Now the time variable can be used to group the data conveniently into quarter year seasons:

grouped_data <- collapse_by(series2, "quarterly") %>%
dplyr::group_by(date) %>%
dplyr::summarise_all(sum, na.rm=TRUE)

Next, plot the data:

# Plots

mp <- ggplot(grouped_data, aes(x = date, y = mice)) +
geom_bar(stat = "identity") +
geom_bar(stat="identity", fill="darkblue") +
annotate("text", x = grouped_data$date[1:16], y = -12,
label = rep(c("Spring","Summer","Autumn","Winter"),4),
size=3.5, angle = 70) +
ylim(-20,80) +
theme_hc(base_size = 18)

rp <- ggplot(grouped_data, aes(x = date, y = rats)) +
geom_bar(stat = "identity") +
geom_bar(stat="identity", fill="dark gray") +
annotate("text", x = grouped_data$date[1:16], y = -12,
label = rep(c("Spring","Summer","Autumn","Winter"),4),
size=3.5, angle = 70) +
ylim(-20,80) +
theme_hc(base_size = 18)

hp <- ggplot(grouped_data, aes(x = date, y = hedgehogs)) +
geom_bar(stat = "identity") +
geom_bar(stat="identity", fill="dark gray") +
annotate("text", x = grouped_data$date[1:16], y = -12,
label = rep(c("Spring","Summer","Autumn","Winter"),4),
size=3.5, angle = 70) +
ylim(-20,80) +
theme_hc(base_size = 18)

pp<- ggplot(grouped_data, aes(x = date, y = possums)) +
geom_bar(stat = "identity") +
geom_bar(stat="identity", fill="dark gray") +
annotate("text", x = grouped_data$date[1:16], y = -12,
label = rep(c("Spring","Summer","Autumn","Winter"),4),
size=3.5, angle = 70) +
ylim(-20,80) +
theme_hc(base_size = 18)

sc<- ggplot(grouped_data, aes(x = date, y = scavenged)) +
geom_bar(stat = "identity") +
geom_bar(stat="identity", fill="dark gray") +
annotate("text", x = grouped_data$date[1:16], y = -12,
label = rep(c("Spring","Summer","Autumn","Winter"),4),
size=2.5, angle = 70) +
ylim(-20,80)

# layout plots on the page
ggarrange(mp, rp, hp, pp,
labels = c("A", "B", "C", "D"),
ncol = 2, nrow = 2)

This article describes a simple exploratory data analysis. There is much more that can be drawn from these data. We will explore that further in a subsequent article.

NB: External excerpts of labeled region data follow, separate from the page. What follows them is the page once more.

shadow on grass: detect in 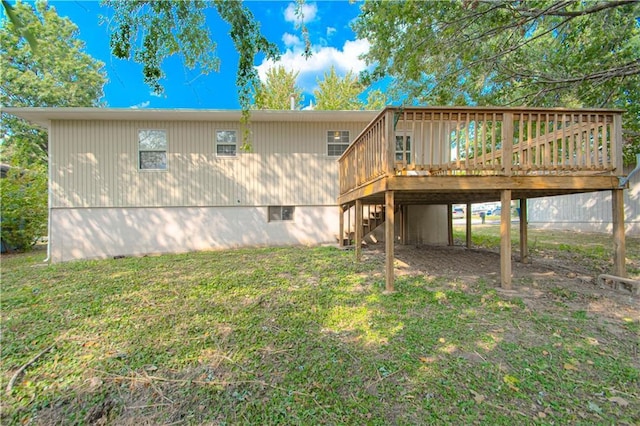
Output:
[2,248,640,424]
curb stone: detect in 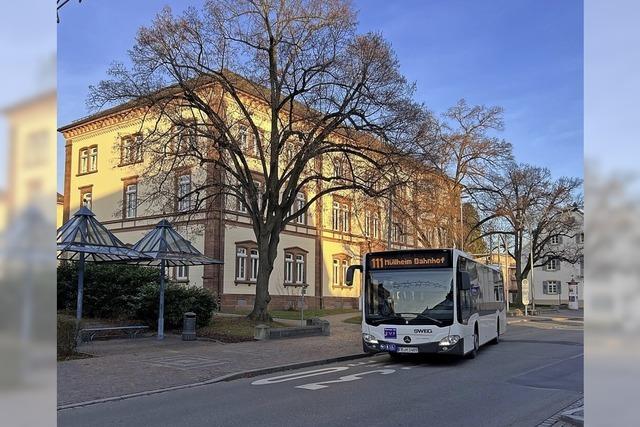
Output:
[57,353,373,411]
[537,397,584,427]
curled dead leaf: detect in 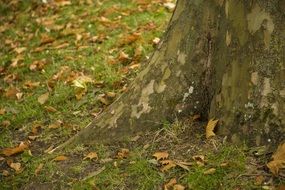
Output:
[2,142,29,156]
[206,119,219,139]
[117,148,130,159]
[204,168,216,175]
[164,178,177,190]
[53,155,68,161]
[35,163,44,176]
[152,152,169,160]
[83,152,98,160]
[266,143,285,176]
[38,92,49,104]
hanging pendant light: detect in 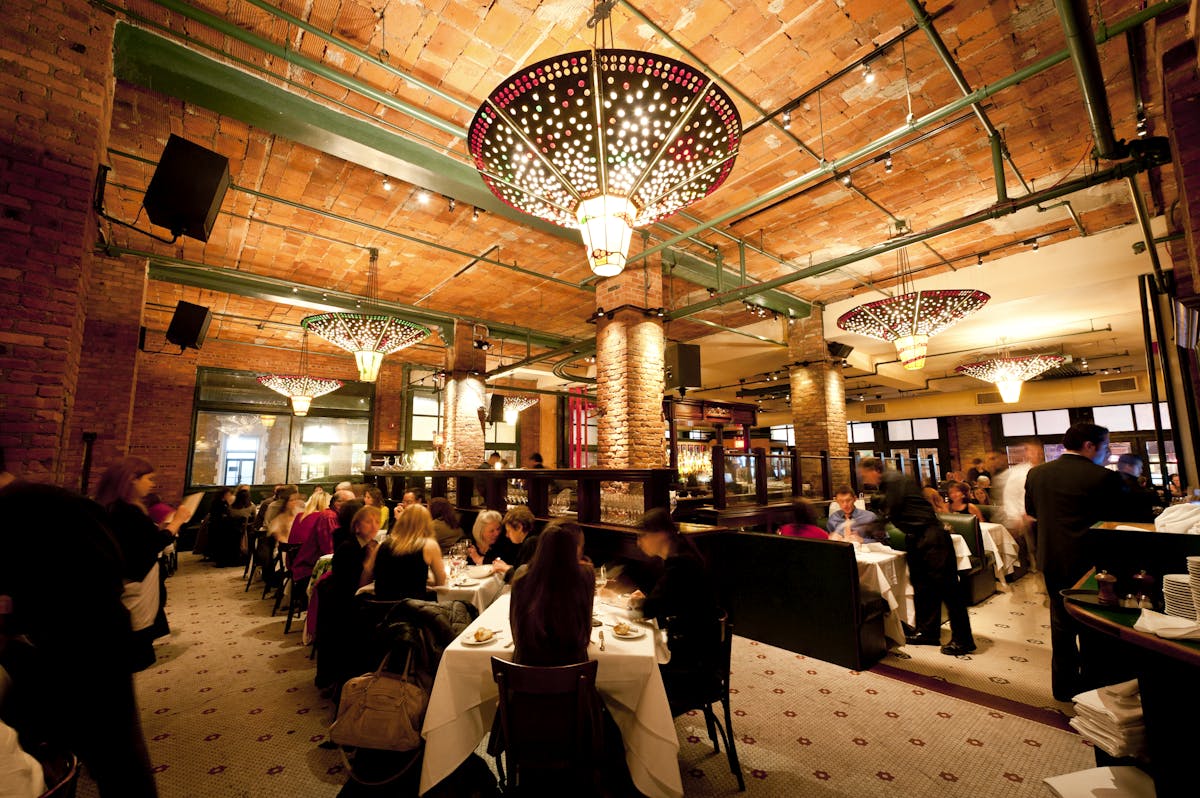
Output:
[301,248,430,383]
[258,330,343,424]
[954,353,1066,404]
[467,2,742,277]
[838,247,991,371]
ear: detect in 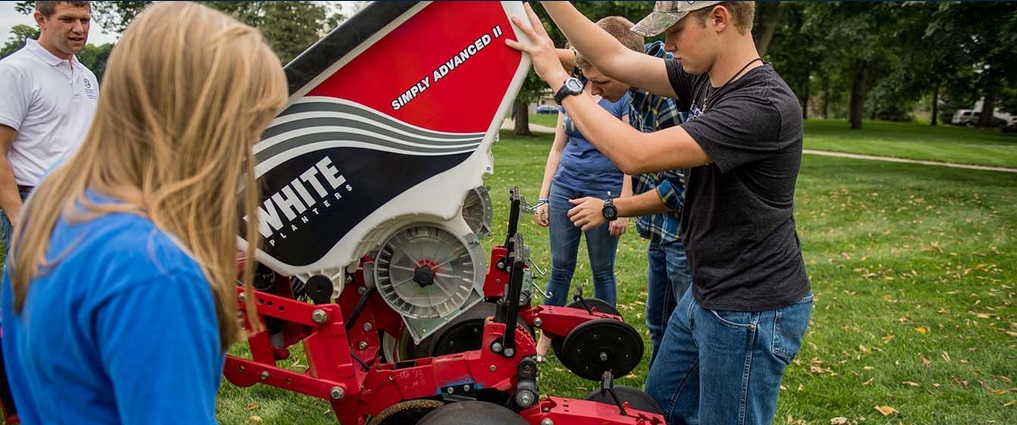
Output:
[32,10,46,31]
[709,4,731,33]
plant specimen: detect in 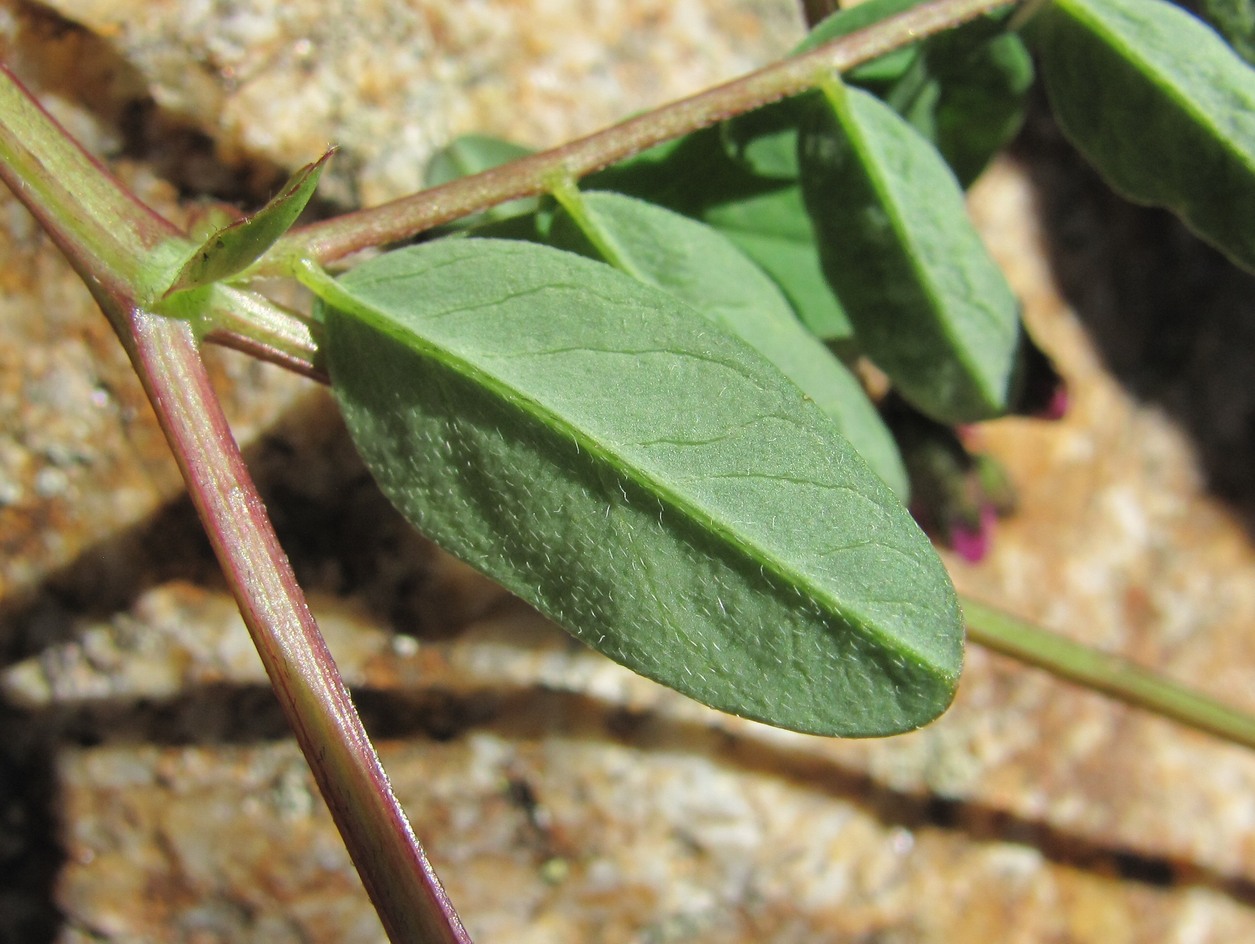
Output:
[0,0,1255,940]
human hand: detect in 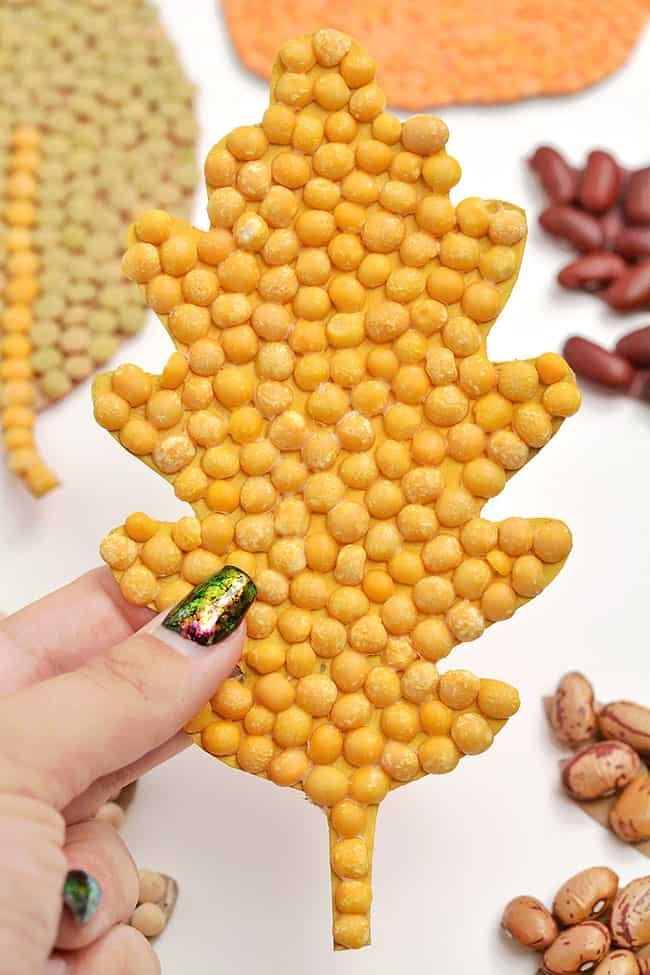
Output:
[0,569,254,975]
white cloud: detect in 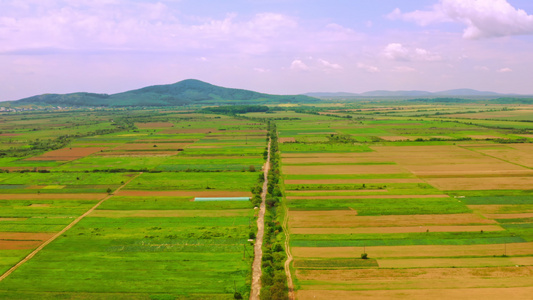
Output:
[383,43,442,61]
[291,59,309,71]
[254,68,270,73]
[318,59,342,70]
[392,66,416,73]
[357,63,379,73]
[388,0,533,39]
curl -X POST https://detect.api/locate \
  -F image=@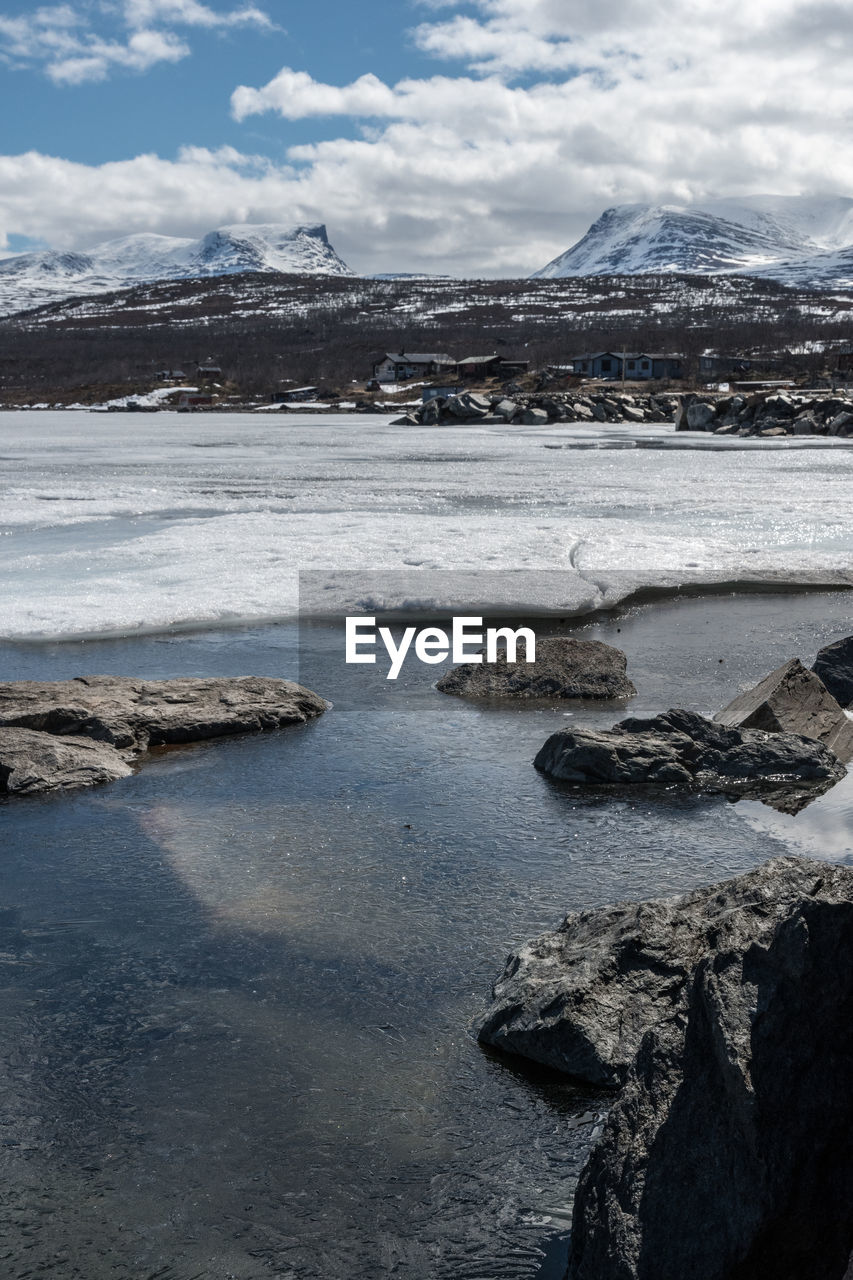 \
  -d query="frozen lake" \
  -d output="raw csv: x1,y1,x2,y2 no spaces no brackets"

In closing, I emphasise that pairing cameras with traps adds an extra dimension revealing animal behaviour. Knowledge of animal behaviour around traps allows trapping strategies to be refined to make them more effective. Cameras may also reveal surprises, such as stealthy, hard to capture predators. With this knowledge, efforts can be directed to specifically target the trap-shy animals.

The collection and curation of data is very important for conservation efforts. Without data on catches it is impossible to develop metrics to index the success of trapping efforts. By pairing trapping catch data with environmental monitoring of bird song it is possible to determine whether neighbourhood trapping efforts are having the desired effect of improving the world for bird, one predator at a time.